Si lo que estás haciendo genera valor a los demás (a tus clientes, a tus compañeros, a tus
equipos, a tus jefes, a la sociedad, etc.), eso le dará más vida y energía a tu pasión.
Podrías hacerlo, aunque no te pagaran (pero mejor que lo hagan), te encanta aprender
sobre ello, hablar de ello, hacerlo, enseñarlo a los demás y ser ejemplo para otros.

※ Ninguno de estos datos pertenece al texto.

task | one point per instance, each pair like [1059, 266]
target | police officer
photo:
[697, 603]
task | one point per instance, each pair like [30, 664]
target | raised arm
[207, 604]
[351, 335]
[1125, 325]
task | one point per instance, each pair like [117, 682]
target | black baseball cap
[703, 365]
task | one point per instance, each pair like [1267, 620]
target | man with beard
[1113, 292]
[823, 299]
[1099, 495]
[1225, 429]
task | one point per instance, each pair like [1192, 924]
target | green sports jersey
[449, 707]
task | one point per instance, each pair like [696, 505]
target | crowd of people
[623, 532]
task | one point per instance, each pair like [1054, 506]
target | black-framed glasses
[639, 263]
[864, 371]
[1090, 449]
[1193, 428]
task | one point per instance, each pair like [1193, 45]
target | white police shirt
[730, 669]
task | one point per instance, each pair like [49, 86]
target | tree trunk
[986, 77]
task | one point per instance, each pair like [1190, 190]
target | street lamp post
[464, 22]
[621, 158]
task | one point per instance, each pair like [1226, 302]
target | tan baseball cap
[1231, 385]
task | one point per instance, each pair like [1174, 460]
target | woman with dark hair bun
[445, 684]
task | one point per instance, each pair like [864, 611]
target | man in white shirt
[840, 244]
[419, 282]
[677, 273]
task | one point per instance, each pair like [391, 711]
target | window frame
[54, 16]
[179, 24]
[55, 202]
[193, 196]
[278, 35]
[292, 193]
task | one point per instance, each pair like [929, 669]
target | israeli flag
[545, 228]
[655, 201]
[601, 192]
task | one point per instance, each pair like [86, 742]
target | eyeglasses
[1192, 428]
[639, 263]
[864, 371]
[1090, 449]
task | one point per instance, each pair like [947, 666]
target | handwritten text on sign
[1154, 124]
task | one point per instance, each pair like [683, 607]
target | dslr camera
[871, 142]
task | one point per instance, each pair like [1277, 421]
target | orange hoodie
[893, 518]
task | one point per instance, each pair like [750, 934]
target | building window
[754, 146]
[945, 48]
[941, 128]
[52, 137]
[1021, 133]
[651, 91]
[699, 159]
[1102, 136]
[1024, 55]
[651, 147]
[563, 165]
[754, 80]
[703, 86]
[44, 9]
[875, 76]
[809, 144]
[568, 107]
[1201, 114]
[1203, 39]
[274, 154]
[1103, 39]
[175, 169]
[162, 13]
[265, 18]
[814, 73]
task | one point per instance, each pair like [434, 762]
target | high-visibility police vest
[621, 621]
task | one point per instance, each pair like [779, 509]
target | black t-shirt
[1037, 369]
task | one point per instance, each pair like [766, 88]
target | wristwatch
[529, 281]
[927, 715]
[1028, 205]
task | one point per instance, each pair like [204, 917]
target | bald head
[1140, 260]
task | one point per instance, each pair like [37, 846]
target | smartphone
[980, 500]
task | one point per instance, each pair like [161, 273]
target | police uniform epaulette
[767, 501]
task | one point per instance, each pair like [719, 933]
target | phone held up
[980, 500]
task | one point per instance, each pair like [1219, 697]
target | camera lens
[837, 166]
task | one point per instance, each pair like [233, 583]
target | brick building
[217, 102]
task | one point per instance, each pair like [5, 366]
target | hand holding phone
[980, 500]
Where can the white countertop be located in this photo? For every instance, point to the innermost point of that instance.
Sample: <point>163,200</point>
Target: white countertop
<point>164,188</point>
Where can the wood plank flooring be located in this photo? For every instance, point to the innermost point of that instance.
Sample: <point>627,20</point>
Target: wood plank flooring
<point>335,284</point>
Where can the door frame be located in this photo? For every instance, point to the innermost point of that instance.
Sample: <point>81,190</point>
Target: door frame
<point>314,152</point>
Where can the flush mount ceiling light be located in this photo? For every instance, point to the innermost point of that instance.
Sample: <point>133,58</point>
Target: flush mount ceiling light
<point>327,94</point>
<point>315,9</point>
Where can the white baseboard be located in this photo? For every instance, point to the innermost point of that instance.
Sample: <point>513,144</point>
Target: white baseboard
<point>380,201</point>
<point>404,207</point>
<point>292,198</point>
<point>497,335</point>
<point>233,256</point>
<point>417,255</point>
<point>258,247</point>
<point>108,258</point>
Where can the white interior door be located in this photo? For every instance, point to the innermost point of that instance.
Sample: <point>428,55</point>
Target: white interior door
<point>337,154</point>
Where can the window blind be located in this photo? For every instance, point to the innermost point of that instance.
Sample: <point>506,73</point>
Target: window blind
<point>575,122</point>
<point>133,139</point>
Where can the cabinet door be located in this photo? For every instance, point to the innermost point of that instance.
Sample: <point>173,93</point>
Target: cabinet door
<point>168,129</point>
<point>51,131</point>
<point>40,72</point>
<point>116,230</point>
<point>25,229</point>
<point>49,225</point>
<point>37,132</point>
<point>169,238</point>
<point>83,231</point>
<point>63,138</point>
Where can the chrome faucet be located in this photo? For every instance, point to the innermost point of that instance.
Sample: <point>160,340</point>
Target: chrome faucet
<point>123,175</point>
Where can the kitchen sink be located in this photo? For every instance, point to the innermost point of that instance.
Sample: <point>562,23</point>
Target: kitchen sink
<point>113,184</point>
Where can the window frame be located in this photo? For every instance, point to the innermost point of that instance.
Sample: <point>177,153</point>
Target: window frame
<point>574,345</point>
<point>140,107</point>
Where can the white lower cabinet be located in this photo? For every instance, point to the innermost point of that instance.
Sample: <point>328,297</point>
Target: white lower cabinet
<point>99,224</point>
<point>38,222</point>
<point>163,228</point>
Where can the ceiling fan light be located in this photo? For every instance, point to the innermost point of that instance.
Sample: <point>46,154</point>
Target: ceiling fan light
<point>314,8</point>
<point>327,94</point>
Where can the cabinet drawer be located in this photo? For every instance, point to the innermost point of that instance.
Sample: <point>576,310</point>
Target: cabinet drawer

Entre más ames tu trabajo, más energía le pondrás, más lo disfrutarás y más éxito
tendrás. Nada sería peor que hacer algo que no te apasiona y nada es mejor que hacer lo
que amas: querrás hacerlo aun después de jubilarte; de hecho, te “jubilarás” de inmediato,
porque hacer lo que amas no es trabajar, ¡es algo que disfrutarás casi tanto si estuvieras
de vacaciones permanentes!

  • De manera personal, mi caso descubrir mi vocación por una equivocación, decidí
    estudiar gastronomía por mis papás y porque tenía que estudiar algo, en el
    transcurso de la cerrera me di cuenta que la cocina no me gustaba y era algo que
    no me llenaba personalmente, sin embargo se veían temas administrativos y
    contables y me di cuenta que me emocionaba y disfrutaba ver esos temas, al culminar la carrera se me da la oportunidad de trabajar en un hotel en el área administrativa y gracias a ese trabajo me di cuenta que disfrutaba todo el tiempo que para mí pasaba ahí. Decidas estudiar lo que decidas no define lo que realmente te llena profesionalmente, muchas veces las equivocaciones te abren
    camino a lo que realmente quieres.

Pon especial atención a cómo te sientes, porque la pasión se siente y la vocación se vive.